Subversion properties in Daizu CMS

Daizu CMS uses metadata provided in properties in the Subversion repository. The Subversion book has more information about Subversion properties.

Property names

There is no standard for how Subversion properties should be named. The ‘special’ properties understood by Subversion all have names beginning with the prefix svn:, so Daizu uses the same syntax to qualify property names in order to avoid namespace conflicts with other applications. Properties which have meanings particular to Daizu use the daizu: prefix.

Some properties have meanings which are already covered by the Dublin Core metadata standards. I've used different prefixes for these property names so that it's clearer that they are meant to have the interpretations of the corresponding Dublin Core elements. It should make sense for any other applications interested in the same metadata to make use of these. The dc: prefix is used for elements defined in the Dublin Core Metadata Element Set, and dcterms: is used for elements defined in DCMI Metadata Terms.
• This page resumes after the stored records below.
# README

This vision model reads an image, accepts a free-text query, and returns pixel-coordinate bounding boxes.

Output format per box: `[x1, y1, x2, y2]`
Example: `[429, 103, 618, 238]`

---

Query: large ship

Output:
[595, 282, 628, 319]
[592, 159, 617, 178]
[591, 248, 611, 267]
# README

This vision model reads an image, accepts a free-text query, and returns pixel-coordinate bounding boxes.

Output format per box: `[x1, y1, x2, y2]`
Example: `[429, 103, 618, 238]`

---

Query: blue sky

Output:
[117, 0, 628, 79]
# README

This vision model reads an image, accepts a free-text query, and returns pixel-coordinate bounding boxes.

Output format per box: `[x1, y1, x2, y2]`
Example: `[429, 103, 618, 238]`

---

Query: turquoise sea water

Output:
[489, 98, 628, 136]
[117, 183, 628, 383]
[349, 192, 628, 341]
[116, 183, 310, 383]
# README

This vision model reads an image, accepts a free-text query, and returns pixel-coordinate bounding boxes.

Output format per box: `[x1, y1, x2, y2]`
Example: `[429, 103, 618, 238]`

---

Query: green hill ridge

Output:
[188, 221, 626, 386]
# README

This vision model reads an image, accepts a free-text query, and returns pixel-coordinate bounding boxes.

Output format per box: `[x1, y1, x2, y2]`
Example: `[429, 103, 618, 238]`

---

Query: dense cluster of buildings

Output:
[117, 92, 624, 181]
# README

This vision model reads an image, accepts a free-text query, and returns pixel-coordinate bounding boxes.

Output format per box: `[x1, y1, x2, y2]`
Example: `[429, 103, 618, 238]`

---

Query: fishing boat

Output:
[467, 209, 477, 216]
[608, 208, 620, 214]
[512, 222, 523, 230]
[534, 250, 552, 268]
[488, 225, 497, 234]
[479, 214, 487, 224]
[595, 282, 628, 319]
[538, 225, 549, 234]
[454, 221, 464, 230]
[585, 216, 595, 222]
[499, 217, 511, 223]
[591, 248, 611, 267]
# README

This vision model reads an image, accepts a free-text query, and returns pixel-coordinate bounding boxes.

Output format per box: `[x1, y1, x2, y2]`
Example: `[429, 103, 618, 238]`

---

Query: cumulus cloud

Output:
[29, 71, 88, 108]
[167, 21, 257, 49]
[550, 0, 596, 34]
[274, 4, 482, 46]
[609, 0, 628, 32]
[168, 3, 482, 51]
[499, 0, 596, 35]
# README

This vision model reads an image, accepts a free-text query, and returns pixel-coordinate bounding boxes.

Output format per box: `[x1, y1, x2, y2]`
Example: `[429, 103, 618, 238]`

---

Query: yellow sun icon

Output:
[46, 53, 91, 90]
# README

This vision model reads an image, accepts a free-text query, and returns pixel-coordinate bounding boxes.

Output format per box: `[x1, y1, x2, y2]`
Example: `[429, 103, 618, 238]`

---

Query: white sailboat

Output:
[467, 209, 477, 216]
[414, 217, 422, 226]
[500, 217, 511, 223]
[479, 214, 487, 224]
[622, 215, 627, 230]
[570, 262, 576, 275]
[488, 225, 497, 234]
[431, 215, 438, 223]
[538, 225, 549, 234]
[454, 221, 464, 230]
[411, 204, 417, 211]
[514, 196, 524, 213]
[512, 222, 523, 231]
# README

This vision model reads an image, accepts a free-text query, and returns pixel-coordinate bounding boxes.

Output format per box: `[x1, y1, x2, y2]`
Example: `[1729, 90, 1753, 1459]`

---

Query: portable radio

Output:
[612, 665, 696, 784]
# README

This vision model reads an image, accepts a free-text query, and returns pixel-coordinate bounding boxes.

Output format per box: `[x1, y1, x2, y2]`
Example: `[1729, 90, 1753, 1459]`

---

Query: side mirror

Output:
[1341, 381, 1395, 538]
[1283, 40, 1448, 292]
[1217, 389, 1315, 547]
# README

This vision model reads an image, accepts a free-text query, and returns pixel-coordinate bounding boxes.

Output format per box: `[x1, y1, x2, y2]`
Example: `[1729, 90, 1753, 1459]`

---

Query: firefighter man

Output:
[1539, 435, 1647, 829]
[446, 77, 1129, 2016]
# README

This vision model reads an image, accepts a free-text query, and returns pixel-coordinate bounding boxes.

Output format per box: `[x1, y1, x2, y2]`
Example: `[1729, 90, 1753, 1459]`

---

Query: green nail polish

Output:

There is nothing in Daizu which assigns any significance to the form of property names, or the prefixes used in them (if any), except that ‘property loader’ plugins can be assigned to be used only for properties of a given prefix. See the developer's documentation for the add_property_loader method in the Daizu class for details.

List of properties

The following list describes the property names which are understood by Daizu or the plugins which are included with it. There is, however, nothing to stop you using other properties for manual record keeping, or creating plugins which use other properties.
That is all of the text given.